Problem: Why do our teachers go to Hong Kong as lowly maids leaving our educational system in ruins? The teachers’ reason: High wage. Our government’s action: Don’t solve this problem. Continue exporting our teachers so that they can remit OFW salaries to help our dollar inflows.

Problem: Why do workers in Singapore or US do not go on strike because of high oil prices while our workers do? Their reason: Their high wages are not heavily affected by oil prices. Our government’s action: Raise transportation fares further aggravating the poor worker.

Changing horses
Do not change horses in the mid-stream. So they say. What I’m saying is, I think we were riding on the wrong horse since the beginning and we are getting nowhere. We are running around in circles.

There’s no hope in sight but a mere maintenance of the status quo.

We must change the way we think. It is high time for a new strategy. Seeing what everybody else has seen and thinking what nobody else has thought.

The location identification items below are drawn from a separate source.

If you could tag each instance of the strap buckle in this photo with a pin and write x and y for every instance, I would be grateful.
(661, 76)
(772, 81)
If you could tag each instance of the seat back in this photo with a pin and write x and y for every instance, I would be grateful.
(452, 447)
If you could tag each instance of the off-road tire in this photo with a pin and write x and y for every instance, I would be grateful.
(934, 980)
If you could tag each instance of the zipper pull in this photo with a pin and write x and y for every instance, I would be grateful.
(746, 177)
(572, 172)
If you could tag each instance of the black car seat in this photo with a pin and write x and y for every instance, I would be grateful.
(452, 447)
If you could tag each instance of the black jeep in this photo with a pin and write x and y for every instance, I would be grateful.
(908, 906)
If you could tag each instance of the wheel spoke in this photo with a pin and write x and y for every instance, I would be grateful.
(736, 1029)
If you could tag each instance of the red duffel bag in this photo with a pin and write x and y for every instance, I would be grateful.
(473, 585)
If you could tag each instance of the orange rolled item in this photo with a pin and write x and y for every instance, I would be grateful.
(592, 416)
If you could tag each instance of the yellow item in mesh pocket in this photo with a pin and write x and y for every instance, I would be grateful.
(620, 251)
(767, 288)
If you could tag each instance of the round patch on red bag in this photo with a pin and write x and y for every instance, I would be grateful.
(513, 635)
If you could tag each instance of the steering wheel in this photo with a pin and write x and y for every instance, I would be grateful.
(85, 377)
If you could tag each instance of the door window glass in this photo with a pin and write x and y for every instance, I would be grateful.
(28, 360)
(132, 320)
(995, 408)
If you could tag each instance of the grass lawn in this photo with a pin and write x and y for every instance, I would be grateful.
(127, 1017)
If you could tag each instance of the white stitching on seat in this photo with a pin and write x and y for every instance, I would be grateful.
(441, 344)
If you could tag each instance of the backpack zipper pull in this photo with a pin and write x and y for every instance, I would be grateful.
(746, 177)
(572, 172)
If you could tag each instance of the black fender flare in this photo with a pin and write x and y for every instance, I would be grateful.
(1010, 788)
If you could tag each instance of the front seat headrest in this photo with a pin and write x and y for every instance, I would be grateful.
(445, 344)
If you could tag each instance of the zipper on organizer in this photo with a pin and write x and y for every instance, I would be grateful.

Don’t be fooled by the statistics and econometrics of the economists. Challenge their theory, after all, it is only theory.

Why do we refuse to see the solution? Why do all the biggest companies in the world want to invest or set up shop in the USA when it has one of the most expensive labor and business costs in the world?

Does Toyota go to the US because the country has low wages? In fact, does Jollibee go there because of low wages? Does San Miguel Corp go to Australia because of low wages there?

Don’t worry, guys, I will address all the loose ends of the Hyperwage Theory. If you have thought of any fault about it, I probably have thought about it before you did. After all, I have formulated this theory for almost a decade now.

Nevertheless, I will get you excited about economics as a subject more than your teachers ever did. I just did, right? When I declared all World Bank economics are junk, I got you excited, right?

Face it, ladies and gentlemen, businesses flock to an economy which have high wages. Isn’t that completely opposite to how we are selling our country? It is high time for the Hyperwage Theory and the Nobel Prize that comes with it.